Using an artificial intelligence (AI) model to conduct a genomic meta-analysis of Cronobacter sakazakii strains, researchers from the University of Maryland discovered genetic differences in isolates from powdered food samples that could explain why the pathogen persists in infant formula.

The finding is especially important in the wake of the infant formula crisis of 2022. After four infant hospitalizations and two fatalities were caused by C. sakazakii infection, an investigation led to a widespread formula recall and the temporary shutdown of a major U.S. production facility where C. sakazakii contamination was found. These events resulted in a critical shortage of infant formula across the nation, driving federal regulatory agencies to prioritize infant formula safety and supply.

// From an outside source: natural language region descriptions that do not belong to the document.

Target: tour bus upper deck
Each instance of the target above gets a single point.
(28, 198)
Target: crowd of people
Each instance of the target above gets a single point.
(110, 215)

Published in the International Journal of Food Microbiology, the study leveraged an AI large language model (LLM) to standardize large, global, inconsistent genetic datasets for C. sakazakii—making comparison possible between previously irreconcilable metadata. The resulting dataset is believed to be the most complete C. sakazakii pangenome to date, comprising whole genome sequencing (WGS) data for 748 food, clinical, and environmental isolates originating from North America, Europe, and Asia.

Next, the researchers used machine learning models to associate genetic information with information like where, from what product, and under which conditions an isolate was sampled.  

The analysis showed that C. sakazakii isolates from powdered food samples, such as infant formula and milk powders, had a higher frequency of genes that could contribute to the pathogen’s survival under dry conditions; specifically, DNA recombination, repair, and desiccation resistance genes. Moreover, virulence genes were more prevalent in strains with the greatest potential for persistence, adding to the likelihood of consumers contracting foodborne illness from contaminated product. Correlations between regionality and biofilm formation, as well as regionality and heavy metals resistance, were also discovered.

Overall, the findings suggest that the existence of so many genes with adaptive traits may be the reason why C. sakazakii is so persistent in a variety of environments, including food production environments and low-moisture foods. The researchers believe their AI-based approach could inform effective molecular surveillance strategies and targets for control strategies in food facilities.

With the food trade being a global system in which products are shipped across borders, researchers underline the need for international cooperation to better understand how foodborne pathogens evolve and move through the food chain, including tracking genetic virulence and resistance markers. Additionally, the researchers uphold AI as a useful tool for standardizing and analyzing epidemiological data, as demonstrated through the reproduceable workflow used in their study.

The project was supported by the U.S. Department of Agriculture’s National Institute of Food and Agriculture (USDA-NIFA). Authors of the study include Ryan Blaustein, Ph.D., Abani Pradhan, Ph.D., and Maurui Gao, Ph.D. with the University of Maryland’s Department of Food and Nutrition Science.